Results and Comparison with Nadaraya-Watson Smoothing
The qualitative results are striking. Even at σs = 40 metres, which represents severe positional degradation, the posterior mean surface retains recognisable spatial structure: a lighter region in the lower left and darker regions in the upper left and lower right. This is compared against a Nadaraya-Watson kernel smoother with bandwidth set to the posterior mean length scale estimate, which produces little more than a spatially uniform average with negligible local variation.
The second row of the main figure is particularly informative. It shows posterior density contours for the inferred true locations of four selected points. As σs increases, these contours expand gracefully, correctly reflecting growing uncertainty about where each measurement actually occurred. This is exactly the behaviour you want from a well-calibrated uncertainty model: the posterior does not collapse to a point estimate at the recorded coordinate, but instead spreads across the plausible region consistent with the known error scale.
The comparison with Nadaraya-Watson is somewhat unfair to the kernel smoother, which was not designed for this problem, but it makes a useful pedagogical point. A naive interpolation method has no mechanism for representing or propagating coordinate uncertainty. It will smooth the data as if the recorded locations were exact, producing predictions that are confidently wrong in a way that the Bayesian model avoids.
Broader Implications and Open Directions
The methodological contribution here is less about the specific application and more about demonstrating that Bayesian hierarchical modelling can absorb measurement error in the covariates themselves, not just in the response. This connects to a broader literature on errors-in-variables models, Berkson error, and covariate measurement error in regression, but the spatial GP setting introduces the additional complication that covariate error directly modifies the covariance structure rather than simply attenuating a regression coefficient.

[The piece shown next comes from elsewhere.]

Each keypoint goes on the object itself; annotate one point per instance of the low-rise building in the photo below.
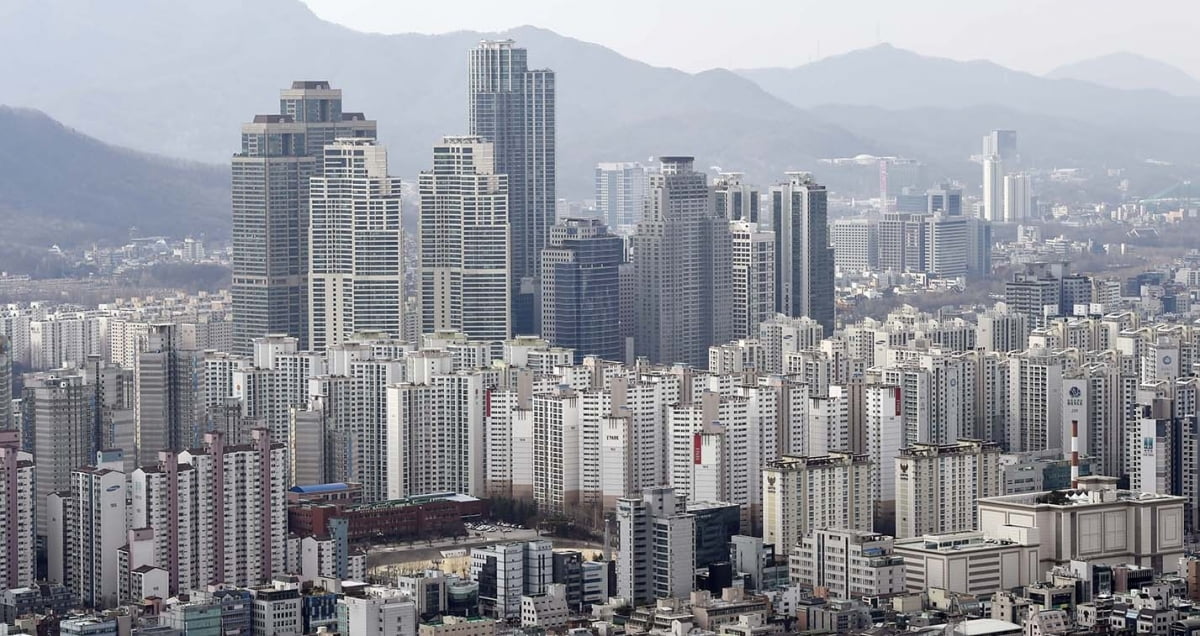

Several extensions would be worth pursuing. First, treating σs as an unknown parameter rather than a fixed hyperparameter would allow the model to learn the scale of coordinate error from the data itself, though this would require informative priors to avoid non-identifiability. Second, the isotropic Gaussian error model is a strong assumption; in practice, GPS errors often have anisotropic structure correlated with satellite geometry or terrain. Third, scalability is a genuine concern. Sparse GP approximations such as inducing-point methods or Hilbert space GPs could reduce the O(n³) bottleneck, though care would be needed to ensure the approximation remains valid when training locations are themselves uncertain.
The post is a good example of what principled probabilistic modelling buys you: the ability to encode domain knowledge about error sources directly into the model structure, then let the inference machinery propagate that uncertainty through to predictions. The sampling difficulties are real and should not be minimised, but they are a consequence of the problem's inherent difficulty rather than a modelling mistake. As variational inference methods and better HMC geometry adaptation mature, this class of models will become more tractable. For now, the approach is computationally expensive but epistemically honest, which is often the right trade-off when the stakes of miscalibrated predictions are high.